It’s Monday 19th June. The negotiations between the EU and UK formally started. Some wish they had ringside seats (that’s me!), and some wish they could shut their eyes tight and read the headlines once it was all over. Quick summary of starting positions for those who missed it:
The EU: published paper outlining starting position for negotiations on citizens rights weeks ago. Nice and clear.
… and …
The UK: PM promises a “generous offer” (as yet unpublished). Ambiguous, underwhelming and has everyone (including the EU) worried.
Let’s be clear, I’m pro-EU, anti-Brexit, ex-conservative, newbie-liberal-democrat. With that out of the way, let me share that walking into a negotiation looking like you haven’t got your house in order is an oldie but a goodie negotiation tactic. But is that what the UK government are doing? … maybe … or are they just disorganised? The political observer in me wants them to be both, but the UK citizen in me wants them to be playing the oldest trick in the book.

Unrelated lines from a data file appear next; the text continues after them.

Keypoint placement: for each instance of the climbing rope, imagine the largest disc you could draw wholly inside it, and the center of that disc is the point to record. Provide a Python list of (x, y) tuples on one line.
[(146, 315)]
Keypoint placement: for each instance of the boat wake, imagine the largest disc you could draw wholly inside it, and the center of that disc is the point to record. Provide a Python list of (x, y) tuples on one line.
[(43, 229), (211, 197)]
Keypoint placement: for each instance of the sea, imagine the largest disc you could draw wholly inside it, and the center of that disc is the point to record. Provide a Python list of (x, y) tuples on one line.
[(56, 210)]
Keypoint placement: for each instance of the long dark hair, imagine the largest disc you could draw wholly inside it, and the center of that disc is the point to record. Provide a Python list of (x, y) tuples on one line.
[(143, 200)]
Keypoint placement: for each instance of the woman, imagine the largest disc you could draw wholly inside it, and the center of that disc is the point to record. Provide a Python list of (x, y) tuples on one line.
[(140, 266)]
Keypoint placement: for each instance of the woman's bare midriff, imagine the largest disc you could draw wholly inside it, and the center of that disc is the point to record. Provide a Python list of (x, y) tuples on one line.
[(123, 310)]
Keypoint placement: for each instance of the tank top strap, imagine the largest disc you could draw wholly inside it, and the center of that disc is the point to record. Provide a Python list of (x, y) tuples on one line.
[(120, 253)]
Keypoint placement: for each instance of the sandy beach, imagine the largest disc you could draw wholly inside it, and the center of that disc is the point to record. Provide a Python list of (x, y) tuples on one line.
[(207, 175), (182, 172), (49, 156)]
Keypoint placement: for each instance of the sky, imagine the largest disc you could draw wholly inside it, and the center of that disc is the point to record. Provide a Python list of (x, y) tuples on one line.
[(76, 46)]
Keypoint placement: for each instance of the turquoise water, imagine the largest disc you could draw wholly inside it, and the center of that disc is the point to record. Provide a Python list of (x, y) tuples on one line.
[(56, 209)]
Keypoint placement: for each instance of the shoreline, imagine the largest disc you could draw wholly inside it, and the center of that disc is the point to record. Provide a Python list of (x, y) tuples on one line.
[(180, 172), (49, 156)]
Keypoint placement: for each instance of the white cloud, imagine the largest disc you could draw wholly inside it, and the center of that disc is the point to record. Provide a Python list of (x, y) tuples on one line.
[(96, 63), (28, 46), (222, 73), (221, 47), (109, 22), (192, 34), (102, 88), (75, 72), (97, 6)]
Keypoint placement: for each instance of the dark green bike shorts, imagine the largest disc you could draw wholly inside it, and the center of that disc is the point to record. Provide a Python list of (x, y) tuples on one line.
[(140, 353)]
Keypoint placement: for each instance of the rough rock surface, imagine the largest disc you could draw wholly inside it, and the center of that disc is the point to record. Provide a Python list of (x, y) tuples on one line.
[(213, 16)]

Three names you need to know from each side. For the EU: Barnier, Weyand & Selmayr. For the UK: Davis, Robbins & Rycroft. Read about the rest on politico.
27 v 1
The EU represents 27 member states in each and every conversation. That requires some impressive coordination. On the other side of the table, the UK are a something of an unknown entity. Will Theresa May be Prime Minister of the UK in ten days time? Does she have the government backed mandate she needs to continue the negotiations? Do the people the EU are negotiating with have the authority to make any commitments? Do they even know what they want? How can they possible represent us?